I guess the first question has to be, who paid for the study......?

Breast milk antibody to the capsular polysaccharide of Haemophilus influenzae type b.
Pichichero,-M-E; Sommerfelt,-A-E; Steinhoff,-M-C; Insel,-R-A
J-Infect-Dis. 1980 Nov; 142(5): 694-8
"Breast milk has a high concentration of secretory immunoglobulin and potentially could serve as a source of passive antibody protection of infants against systemic invasion by Haemophilus influenzae type b. Specific antibody to the capsular polysaccharide of this organism was detected in the colostrum and all subsequent milk samples in 11 of 12 women with a radioactive antigen binding assay. The geometric mean concentrations of antibody were 1.99 microgram/ml in colostrum and 0.18 microgram/ml in breast milk at six weeks and after four and one-half to six months of lactation. Antibody levels in colostrum correlated positively with those in subsequent milk samples; levels after six weeks of lactation correlated highly with those present after four and one-half to six months of lactation. IgA was the predominant immunoglobulin class of anticapsular antibody in the colostrum and milk samples as detected by an enzyme-linked immunosorbent assay."

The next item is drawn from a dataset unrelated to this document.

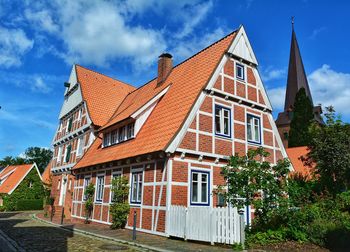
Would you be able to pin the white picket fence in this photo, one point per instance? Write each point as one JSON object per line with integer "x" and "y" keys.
{"x": 215, "y": 225}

katyrocks · 07/03/2006 23:49

OMG too tired to inwardly digest.................

i had chicken pox at 24. breastfed dd for one year. dd got chicken pox at 8 months, (whilst exclusively breastfed and at home, at the same time as ds aged 3 (at nursery)

ruty · 08/03/2006 10:04

all those links probably not too helpful, sorry. of course there are always exceptions to the rule with breastfeeding - i'm not saying its foolproof, just mentioning the studies done.